Schließlich entschied der EuGH kürzlich außerdem generell, dass der Bieter den rechtlichen Charakter der Verbindungen, die er zu den Drittunternehmen herzustellen beabsichtigt, auf dessen Kapazitäten er sich stützt, und zum anderen auch die Art und Weise des Nachweises des Bestehens dieser Verbindungen frei wählen kann (Urteil vom 07.04.2016, Rechtssache C-324/14). Allerdings kann der Auftraggeber dieses Recht dann einschränken, wenn sich die Kapazitäten, über die das Drittunternehmen verfügt, nicht auf den Bewerber oder Bieter übertragen lassen. Dann kann der Bieter sich auf die genannten Kapazitäten nur berufen, wenn sich das betreffende Drittunternehmen unmittelbar und persönlich an der Ausführung des Auftrags beteiligt. Ein Beispiel hierfür können bestimmte Erfahrungen oder Ausbildungen sein. Im entschiedenen Fall hielt der EuGH bei der Vergabe des Winterdienstes in Warschau ein gewisses Erfahrungsniveau und eine erhöhte Fähigkeit im Umgang mit spezieller Technologie nicht für übertragbar. Das Versprechen des 230 km entfernt von Warschau ansässigen Drittunternehmens, den Bieter zu beraten und zu schulen, ließ er nicht ausreichen.

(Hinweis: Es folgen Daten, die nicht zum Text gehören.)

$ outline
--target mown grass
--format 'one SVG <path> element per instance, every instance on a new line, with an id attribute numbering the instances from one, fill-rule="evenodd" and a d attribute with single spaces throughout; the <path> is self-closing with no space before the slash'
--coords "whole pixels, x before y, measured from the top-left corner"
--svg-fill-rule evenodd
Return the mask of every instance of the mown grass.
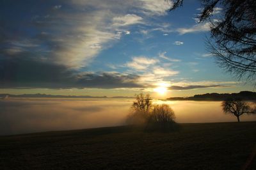
<path id="1" fill-rule="evenodd" d="M 256 152 L 256 122 L 129 127 L 0 137 L 1 169 L 242 169 Z M 256 158 L 248 169 L 256 169 Z"/>

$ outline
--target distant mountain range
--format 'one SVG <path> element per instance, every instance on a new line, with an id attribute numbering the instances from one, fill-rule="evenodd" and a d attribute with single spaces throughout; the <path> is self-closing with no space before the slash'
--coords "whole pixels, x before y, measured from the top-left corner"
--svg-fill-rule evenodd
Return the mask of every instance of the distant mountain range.
<path id="1" fill-rule="evenodd" d="M 237 93 L 206 93 L 188 97 L 170 97 L 169 100 L 207 100 L 222 101 L 228 98 L 241 98 L 244 100 L 256 100 L 256 92 L 242 91 Z"/>
<path id="2" fill-rule="evenodd" d="M 10 94 L 0 94 L 0 98 L 8 98 L 9 97 L 26 97 L 26 98 L 132 98 L 130 97 L 92 97 L 92 96 L 75 96 L 75 95 L 52 95 L 45 94 L 23 94 L 23 95 L 10 95 Z"/>

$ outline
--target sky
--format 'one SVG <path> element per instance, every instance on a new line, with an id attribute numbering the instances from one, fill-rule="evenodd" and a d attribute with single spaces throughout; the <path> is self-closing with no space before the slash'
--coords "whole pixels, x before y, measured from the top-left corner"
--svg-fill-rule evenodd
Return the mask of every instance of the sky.
<path id="1" fill-rule="evenodd" d="M 197 0 L 0 3 L 0 93 L 186 97 L 254 91 L 218 67 Z M 221 16 L 221 7 L 212 17 Z"/>

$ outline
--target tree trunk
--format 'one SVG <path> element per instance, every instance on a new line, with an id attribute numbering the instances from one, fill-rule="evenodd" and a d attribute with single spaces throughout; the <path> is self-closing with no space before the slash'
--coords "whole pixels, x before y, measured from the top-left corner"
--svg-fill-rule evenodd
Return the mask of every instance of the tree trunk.
<path id="1" fill-rule="evenodd" d="M 236 116 L 237 118 L 237 122 L 240 122 L 239 116 Z"/>

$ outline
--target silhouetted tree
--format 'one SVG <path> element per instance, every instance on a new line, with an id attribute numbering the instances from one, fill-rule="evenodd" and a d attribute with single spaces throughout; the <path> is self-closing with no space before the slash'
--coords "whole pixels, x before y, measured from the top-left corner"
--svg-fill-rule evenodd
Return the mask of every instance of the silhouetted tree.
<path id="1" fill-rule="evenodd" d="M 155 105 L 150 115 L 152 121 L 165 123 L 174 121 L 175 115 L 172 108 L 166 105 Z"/>
<path id="2" fill-rule="evenodd" d="M 236 116 L 238 122 L 240 122 L 241 115 L 255 112 L 248 102 L 243 102 L 241 99 L 227 100 L 222 102 L 221 106 L 224 112 L 231 113 Z"/>
<path id="3" fill-rule="evenodd" d="M 147 121 L 152 110 L 152 101 L 149 94 L 136 95 L 136 101 L 131 107 L 131 112 L 128 115 L 127 123 L 131 124 L 143 124 Z"/>
<path id="4" fill-rule="evenodd" d="M 221 68 L 255 83 L 256 73 L 256 1 L 200 0 L 204 6 L 200 22 L 211 23 L 211 37 L 207 49 Z M 177 0 L 170 10 L 182 5 Z M 222 15 L 211 17 L 214 8 L 222 8 Z"/>
<path id="5" fill-rule="evenodd" d="M 136 95 L 136 102 L 132 105 L 132 109 L 143 113 L 148 113 L 152 108 L 152 102 L 149 94 L 144 96 L 143 93 Z"/>
<path id="6" fill-rule="evenodd" d="M 148 119 L 146 129 L 168 131 L 177 128 L 175 115 L 172 108 L 166 104 L 154 105 Z"/>

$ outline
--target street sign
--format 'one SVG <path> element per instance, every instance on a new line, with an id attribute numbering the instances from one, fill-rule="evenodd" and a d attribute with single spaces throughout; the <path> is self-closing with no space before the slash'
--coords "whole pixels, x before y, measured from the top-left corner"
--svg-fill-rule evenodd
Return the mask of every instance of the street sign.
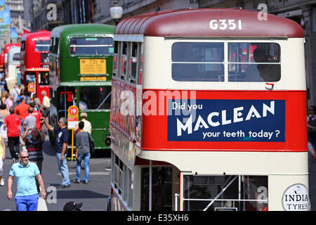
<path id="1" fill-rule="evenodd" d="M 31 93 L 35 93 L 35 84 L 34 83 L 29 83 L 27 84 L 27 90 Z"/>
<path id="2" fill-rule="evenodd" d="M 78 124 L 79 109 L 75 105 L 68 108 L 68 129 L 74 129 Z"/>

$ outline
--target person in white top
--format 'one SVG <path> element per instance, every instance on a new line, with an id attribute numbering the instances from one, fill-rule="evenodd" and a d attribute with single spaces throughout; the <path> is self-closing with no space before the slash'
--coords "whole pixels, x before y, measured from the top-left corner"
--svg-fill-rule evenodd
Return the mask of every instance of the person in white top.
<path id="1" fill-rule="evenodd" d="M 43 96 L 43 112 L 41 114 L 43 117 L 47 117 L 49 115 L 49 109 L 51 108 L 51 99 L 47 96 L 46 91 L 42 91 L 41 95 Z"/>
<path id="2" fill-rule="evenodd" d="M 42 91 L 41 92 L 41 95 L 43 96 L 43 108 L 51 108 L 51 100 L 49 99 L 49 98 L 47 96 L 47 93 L 46 91 Z"/>
<path id="3" fill-rule="evenodd" d="M 92 133 L 92 126 L 91 123 L 86 120 L 86 117 L 88 115 L 86 115 L 86 112 L 82 112 L 80 113 L 80 117 L 81 117 L 81 120 L 84 122 L 84 131 L 88 132 L 90 134 Z M 79 121 L 80 122 L 80 121 Z M 74 126 L 74 131 L 76 132 L 78 130 L 78 124 Z"/>

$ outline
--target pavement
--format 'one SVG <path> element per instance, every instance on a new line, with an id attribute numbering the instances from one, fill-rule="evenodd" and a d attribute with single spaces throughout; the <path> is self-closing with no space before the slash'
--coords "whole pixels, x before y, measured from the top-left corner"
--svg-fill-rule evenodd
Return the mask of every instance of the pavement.
<path id="1" fill-rule="evenodd" d="M 308 165 L 308 191 L 311 211 L 316 211 L 316 159 L 309 158 Z"/>
<path id="2" fill-rule="evenodd" d="M 39 198 L 39 211 L 62 211 L 65 204 L 70 201 L 82 202 L 83 211 L 105 211 L 107 199 L 110 196 L 110 183 L 111 170 L 109 169 L 111 159 L 109 154 L 98 153 L 90 159 L 90 176 L 88 184 L 71 184 L 67 188 L 61 188 L 62 180 L 57 165 L 55 148 L 51 146 L 48 136 L 43 145 L 44 160 L 43 162 L 42 177 L 46 191 L 46 200 Z M 14 199 L 8 200 L 6 198 L 7 181 L 12 166 L 8 148 L 6 151 L 6 160 L 4 164 L 4 186 L 0 186 L 0 211 L 15 211 Z M 77 161 L 68 161 L 70 179 L 76 176 Z M 83 162 L 81 167 L 83 166 Z M 84 169 L 81 168 L 81 180 L 84 179 Z M 16 193 L 16 181 L 13 179 L 12 187 L 13 196 Z"/>

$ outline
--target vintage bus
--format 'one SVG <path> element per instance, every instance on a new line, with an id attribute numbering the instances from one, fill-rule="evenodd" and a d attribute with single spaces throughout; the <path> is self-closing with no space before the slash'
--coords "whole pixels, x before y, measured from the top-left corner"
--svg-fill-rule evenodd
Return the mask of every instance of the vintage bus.
<path id="1" fill-rule="evenodd" d="M 8 74 L 8 51 L 10 49 L 14 47 L 21 47 L 21 44 L 20 43 L 11 43 L 11 44 L 7 44 L 4 46 L 4 75 L 5 76 Z"/>
<path id="2" fill-rule="evenodd" d="M 57 27 L 51 33 L 51 124 L 57 126 L 76 105 L 79 115 L 88 115 L 97 150 L 109 148 L 105 140 L 110 134 L 114 30 L 111 25 L 81 24 Z"/>
<path id="3" fill-rule="evenodd" d="M 43 101 L 41 93 L 49 97 L 49 58 L 51 32 L 40 31 L 24 34 L 21 38 L 20 72 L 26 93 Z"/>
<path id="4" fill-rule="evenodd" d="M 242 9 L 120 21 L 112 210 L 309 210 L 304 35 Z"/>
<path id="5" fill-rule="evenodd" d="M 1 72 L 4 70 L 4 51 L 0 54 L 0 70 Z"/>
<path id="6" fill-rule="evenodd" d="M 20 72 L 20 53 L 21 48 L 11 48 L 8 51 L 8 76 L 15 77 L 20 86 L 21 74 Z"/>

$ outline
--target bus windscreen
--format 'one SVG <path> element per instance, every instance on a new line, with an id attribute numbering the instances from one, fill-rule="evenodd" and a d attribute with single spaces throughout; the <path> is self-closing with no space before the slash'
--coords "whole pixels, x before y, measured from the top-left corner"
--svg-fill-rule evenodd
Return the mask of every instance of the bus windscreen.
<path id="1" fill-rule="evenodd" d="M 70 39 L 72 56 L 112 55 L 114 42 L 112 37 L 76 37 Z"/>
<path id="2" fill-rule="evenodd" d="M 35 44 L 36 51 L 49 51 L 51 41 L 37 41 Z"/>

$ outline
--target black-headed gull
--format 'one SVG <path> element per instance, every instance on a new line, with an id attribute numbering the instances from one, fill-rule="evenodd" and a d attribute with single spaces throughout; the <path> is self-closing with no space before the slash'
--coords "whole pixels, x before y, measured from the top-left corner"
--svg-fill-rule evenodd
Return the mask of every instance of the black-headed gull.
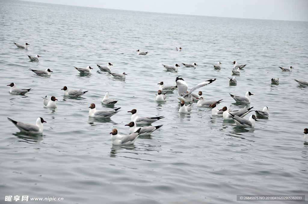
<path id="1" fill-rule="evenodd" d="M 111 67 L 110 67 L 110 66 L 112 65 L 111 65 L 111 63 L 109 62 L 108 64 L 107 64 L 107 67 L 102 67 L 101 66 L 99 66 L 98 65 L 97 65 L 99 69 L 101 71 L 103 71 L 103 72 L 110 72 L 111 71 Z"/>
<path id="2" fill-rule="evenodd" d="M 42 97 L 42 98 L 43 98 Z M 44 105 L 47 108 L 56 108 L 57 105 L 56 105 L 56 101 L 58 100 L 58 99 L 56 98 L 55 96 L 51 96 L 50 99 L 47 98 L 47 96 L 45 96 L 44 99 Z"/>
<path id="3" fill-rule="evenodd" d="M 36 120 L 36 124 L 33 125 L 30 123 L 24 123 L 22 122 L 13 120 L 8 118 L 21 131 L 30 134 L 41 134 L 43 132 L 43 123 L 47 123 L 42 118 L 38 118 Z"/>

  • 47 VgV/§ 6d VOB/A-EU: Einschränkungen der Eignungsleihe -

Genau diesem Gedanken folgend, eröffnet § 47 VgV dem Auftraggeber inzwischen die Möglichkeit bestimmter Einschränkungen für die Eignungsleihe. So darf er nach § 47 Abs. 5 VgV vorschreiben, dass bestimmte kritische Aufgaben bei Dienstleistungsaufträgen oder kritische Verlege- oder Installationsarbeiten im Zusammenhang mit einem Lieferauftrag direkt vom Bieter selbst oder im Falle einer Bietergemeinschaft von einem Teilnehmer der Bietergemeinschaft ausgeführt werden müssen. Ferner kann der öffentliche Auftraggeber eine gemeinsame Haftung des Bewerbers oder Bieters und des anderen Unternehmens für die Auftragsausführung entsprechend dem Umfang der Eignungsleihe verlangen, wenn ein Bewerber oder Bieter die Kapazitäten eines anderen Unternehmens im Hinblick auf die erforderliche wirtschaftliche und finanzielle Leistungsfähigkeit in Anspruch nimmt. Auf die berufliche Leistungsfähigkeit, wie Ausbildungs- und Befähigungsnachweise oder die einschlägige berufliche Erfahrung anderer Unternehmen, kann sich der Bieter nur dann berufen, wenn diese die Leistungen erbringen, für die diese Kapazitäten benötigt werden (§ 47 Abs. 1 Satz 3 VgV). Entsprechende Einschränkungen für den Baubereich ermöglicht auch § 6 d VOB/A-EU.

Praxishinweis:

Auftraggeber sollten in den Vergabeunterlagen für den Fall der Eignungsleihe bei der wirtschaftlichen und finanziellen Leistungsfähigkeit eine gemeinsame Haftung von Bieter und Drittunternehmer im Umfang der Eignungsleihe verlangen. Bei bestimmten kritischen Leistungen können sie Eigenleistung durch den Bieter fordern. Darüber hinaus ist jedoch Vorsicht mit Vorgaben für die Eignungsleihe geboten.